RE: [PATCH v2] EDAC/versalnet: Report PFN and page offset for DDR errors
From: Zhuo, Qiuxu
Date: Fri May 08 2026 - 09:38:30 EST
Hi Shubhrajyoti,
> From: Shubhrajyoti Datta <shubhrajyoti.datta@xxxxxxx>
> Sent: Friday, May 8, 2026 6:42 PM
> To: linux-kernel@xxxxxxxxxxxxxxx; linux-edac@xxxxxxxxxxxxxxx
> Cc: git@xxxxxxx; shubhrajyoti.datta@xxxxxxxxx; Borislav Petkov
> <bp@xxxxxxxxx>; Luck, Tony <tony.luck@xxxxxxxxx>; Sai Krishna Potthuri
> <sai.krishna.potthuri@xxxxxxx>; Shubhrajyoti Datta
> <shubhrajyoti.datta@xxxxxxx>
> Subject: [PATCH v2] EDAC/versalnet: Report PFN and page offset for DDR
> errors
>
> Populate the EDAC location fields when reporting DDRMC CE/UE events.
>
> Compute the physical address from the decoded error info and pass the PFN
> along with the offset-within-page to edac_mc_handle_error().

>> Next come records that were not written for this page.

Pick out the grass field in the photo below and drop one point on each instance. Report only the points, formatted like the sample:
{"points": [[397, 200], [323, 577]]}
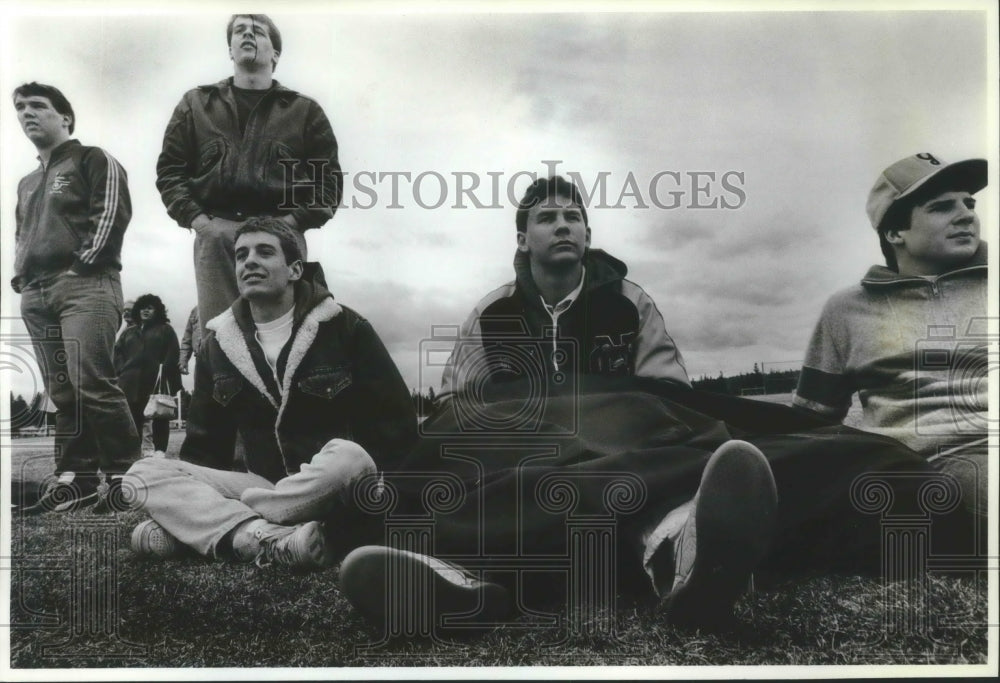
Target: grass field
{"points": [[80, 598]]}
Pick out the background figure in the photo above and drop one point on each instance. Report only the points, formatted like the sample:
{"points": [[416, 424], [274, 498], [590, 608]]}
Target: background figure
{"points": [[190, 341], [140, 351]]}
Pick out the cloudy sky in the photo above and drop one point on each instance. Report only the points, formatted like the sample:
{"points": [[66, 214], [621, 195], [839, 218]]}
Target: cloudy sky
{"points": [[781, 120]]}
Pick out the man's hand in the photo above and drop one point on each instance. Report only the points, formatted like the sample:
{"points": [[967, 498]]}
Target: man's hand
{"points": [[200, 222]]}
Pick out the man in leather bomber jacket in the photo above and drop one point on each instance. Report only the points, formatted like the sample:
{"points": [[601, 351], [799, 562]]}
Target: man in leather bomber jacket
{"points": [[245, 146]]}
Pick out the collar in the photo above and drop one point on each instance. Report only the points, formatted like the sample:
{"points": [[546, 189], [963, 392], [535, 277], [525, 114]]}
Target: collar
{"points": [[567, 300], [225, 87], [878, 276], [59, 150]]}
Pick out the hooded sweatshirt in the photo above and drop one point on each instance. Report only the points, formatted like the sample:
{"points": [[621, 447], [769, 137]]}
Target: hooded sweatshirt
{"points": [[333, 379], [611, 328]]}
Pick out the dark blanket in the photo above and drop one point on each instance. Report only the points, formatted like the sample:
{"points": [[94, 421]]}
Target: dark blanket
{"points": [[519, 476]]}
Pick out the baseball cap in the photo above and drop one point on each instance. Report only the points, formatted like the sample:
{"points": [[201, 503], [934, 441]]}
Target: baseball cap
{"points": [[908, 175]]}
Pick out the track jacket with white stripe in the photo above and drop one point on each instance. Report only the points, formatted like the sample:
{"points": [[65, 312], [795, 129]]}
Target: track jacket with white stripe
{"points": [[612, 328], [71, 213]]}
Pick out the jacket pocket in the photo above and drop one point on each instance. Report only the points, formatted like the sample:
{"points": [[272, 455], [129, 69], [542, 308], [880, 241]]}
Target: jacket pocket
{"points": [[326, 382], [271, 173], [225, 388], [212, 159]]}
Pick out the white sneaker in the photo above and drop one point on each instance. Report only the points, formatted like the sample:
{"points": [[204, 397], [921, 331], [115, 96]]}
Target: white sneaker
{"points": [[299, 547], [728, 531], [149, 539], [405, 593]]}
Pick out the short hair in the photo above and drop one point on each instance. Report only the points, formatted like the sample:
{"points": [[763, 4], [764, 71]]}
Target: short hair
{"points": [[54, 95], [272, 30], [542, 189], [146, 300], [277, 227], [897, 217]]}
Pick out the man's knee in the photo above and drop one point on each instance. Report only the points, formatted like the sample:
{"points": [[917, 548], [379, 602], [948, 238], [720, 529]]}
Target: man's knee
{"points": [[143, 474]]}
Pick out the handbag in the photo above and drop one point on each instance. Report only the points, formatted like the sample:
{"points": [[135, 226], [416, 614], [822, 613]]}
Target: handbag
{"points": [[160, 406]]}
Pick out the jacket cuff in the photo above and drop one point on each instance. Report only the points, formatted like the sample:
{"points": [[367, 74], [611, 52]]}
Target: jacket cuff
{"points": [[190, 214]]}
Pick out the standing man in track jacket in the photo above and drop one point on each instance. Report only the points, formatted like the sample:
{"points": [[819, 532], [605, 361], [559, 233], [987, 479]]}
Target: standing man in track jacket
{"points": [[72, 212]]}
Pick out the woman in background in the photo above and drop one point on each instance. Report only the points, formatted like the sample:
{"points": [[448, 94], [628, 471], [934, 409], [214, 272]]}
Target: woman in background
{"points": [[146, 345]]}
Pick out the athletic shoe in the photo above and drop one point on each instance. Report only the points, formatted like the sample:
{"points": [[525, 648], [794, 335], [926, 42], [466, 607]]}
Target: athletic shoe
{"points": [[726, 535], [67, 494], [149, 539], [113, 499], [299, 547], [409, 593]]}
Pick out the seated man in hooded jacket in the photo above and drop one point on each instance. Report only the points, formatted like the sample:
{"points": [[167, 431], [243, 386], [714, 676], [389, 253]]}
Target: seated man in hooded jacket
{"points": [[319, 405]]}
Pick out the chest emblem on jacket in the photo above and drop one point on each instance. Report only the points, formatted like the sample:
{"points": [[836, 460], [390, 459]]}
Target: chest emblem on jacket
{"points": [[612, 357], [58, 183]]}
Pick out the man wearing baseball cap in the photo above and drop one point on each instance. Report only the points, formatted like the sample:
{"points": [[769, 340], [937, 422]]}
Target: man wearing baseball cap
{"points": [[911, 338]]}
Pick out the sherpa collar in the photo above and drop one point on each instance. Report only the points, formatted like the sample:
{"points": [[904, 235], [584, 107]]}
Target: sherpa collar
{"points": [[232, 341]]}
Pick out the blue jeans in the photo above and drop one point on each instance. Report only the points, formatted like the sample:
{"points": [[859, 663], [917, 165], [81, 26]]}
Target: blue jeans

This allows
> user space (mc_event consumers) to correlate memory errors with a real
> address.
>
> Signed-off-by: Shubhrajyoti Datta <shubhrajyoti.datta@xxxxxxx>
> ---
>
> Changes in v2:
> Refactor the common code
>
> drivers/edac/versalnet_edac.c | 34 ++++++++++++++++------------------
> 1 file changed, 16 insertions(+), 18 deletions(-)
>
> diff --git a/drivers/edac/versalnet_edac.c b/drivers/edac/versalnet_edac.c
> index ec1315582414..85d1a829a8aa 100644
> --- a/drivers/edac/versalnet_edac.c
> +++ b/drivers/edac/versalnet_edac.c
> @@ -429,6 +429,7 @@ static unsigned long convert_to_physical(struct
> mc_priv *priv, static void handle_error(struct mc_priv *priv, struct ecc_status
> *stat,
> int ctl_num, int *error_data)
> {
> + enum hw_event_mc_err_type type;
> union ecc_error_info pinf;
> struct mem_ctl_info *mci;
> unsigned long pa;
> @@ -440,29 +441,26 @@ static void handle_error(struct mc_priv *priv, struct
> ecc_status *stat,
>
> mci = priv->mci[ctl_num];
>
> - if (stat->error_type == MC5_ERR_TYPE_CE) {
> + if (stat->error_type == MC5_ERR_TYPE_UE) {
> + pinf = stat->ueinfo[stat->channel];
> + type = HW_EVENT_ERR_UNCORRECTED;
> + } else {
> pinf = stat->ceinfo[stat->channel];
> - snprintf(priv->message, sizeof(priv->message),
> - "Error type:%s Controller %d Addr at %lx\n",
> - "CE", ctl_num, convert_to_physical(priv, pinf,
> ctl_num, error_data));
> -
> - edac_mc_handle_error(HW_EVENT_ERR_CORRECTED, mci,
> - 1, 0, 0, 0, 0, 0, -1,
> - priv->message, "");
> + type = HW_EVENT_ERR_CORRECTED;
> }
>
> - if (stat->error_type == MC5_ERR_TYPE_UE) {
> - pinf = stat->ueinfo[stat->channel];
> - snprintf(priv->message, sizeof(priv->message),
> - "Error type:%s controller %d Addr at %lx\n",
> - "UE", ctl_num, convert_to_physical(priv, pinf,
> ctl_num, error_data));
> + pa = convert_to_physical(priv, pinf, ctl_num, error_data);
I noticed that the return comment of convert_to_physical() says "physical address of the
DDR memory" [1]. I'm just curious if this refers to:
- the DDR address space (DRAM-only, without MMIO holes), or
- the system physical address space (including MMIO holes)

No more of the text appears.